É também esta a função da teologia fundamental: “permitir ao homem a descoberta do
acontecimento da revelação, para que a partir da fé, como resposta à oferta do Deus que se revela, e
dando razões da sua fé e esperança, possa acalmar as ânsias de infinito e encontrar o fim da sua
busca”.
No que respeita às minhas convicções pessoais, naturalmente, o estudo desta disciplina facultou uma
nova reflexão acerca da minha situação existencial, enquanto cristão. O esclarecimento de algumas
questões, como as perspetivas acerca da ressurreição de Jesus, ou a interpretação teológica de alguns
acontecimentos relatados nos evangelhos, ou ainda, a relação entre a fé e a razão, permitiu um
aprofundamento e um discernimento mais ativo da minha fé.
Frequentemente, acreditar exige um coração aberto e uma mente livre para acolher o que Deus tem
para oferecer e, muitas vezes, se permite que a razão cegue o coração, ocultando Deus que,
preferencialmente, se dá a conhecer nesta dimensão.
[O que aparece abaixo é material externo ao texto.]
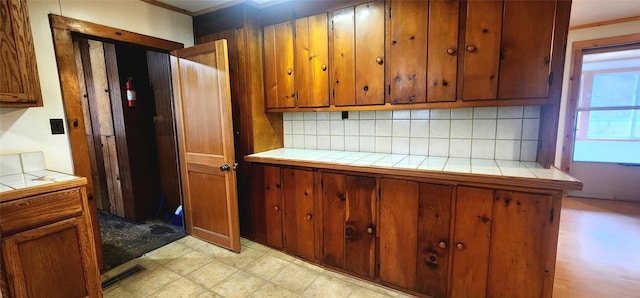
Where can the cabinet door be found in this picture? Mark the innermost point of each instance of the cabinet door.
(397, 232)
(482, 49)
(472, 232)
(333, 214)
(360, 226)
(527, 33)
(442, 59)
(19, 81)
(278, 65)
(55, 259)
(519, 238)
(297, 220)
(273, 206)
(343, 57)
(348, 204)
(311, 61)
(434, 222)
(369, 42)
(407, 59)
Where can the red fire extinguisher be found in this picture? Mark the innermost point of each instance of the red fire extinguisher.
(131, 93)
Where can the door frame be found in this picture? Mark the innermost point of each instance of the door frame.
(62, 29)
(574, 88)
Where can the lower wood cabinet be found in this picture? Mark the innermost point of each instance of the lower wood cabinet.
(505, 243)
(47, 245)
(437, 238)
(289, 210)
(415, 220)
(348, 223)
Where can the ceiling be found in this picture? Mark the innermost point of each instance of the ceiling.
(582, 11)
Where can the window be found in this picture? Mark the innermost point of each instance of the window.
(608, 111)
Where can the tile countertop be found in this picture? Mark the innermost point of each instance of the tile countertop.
(507, 172)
Com o estudo desta matéria, pude amadurecer e fundamentar melhor a minha fé, encontrando
respostas para dar um melhor sentido às minhas certezas – mas também bases para esclarecer as
minhas dúvidas na contínua busca de Deus – e para ser testemunha, credível, nas várias vertentes da
minha vida nas quais Deus se manifesta.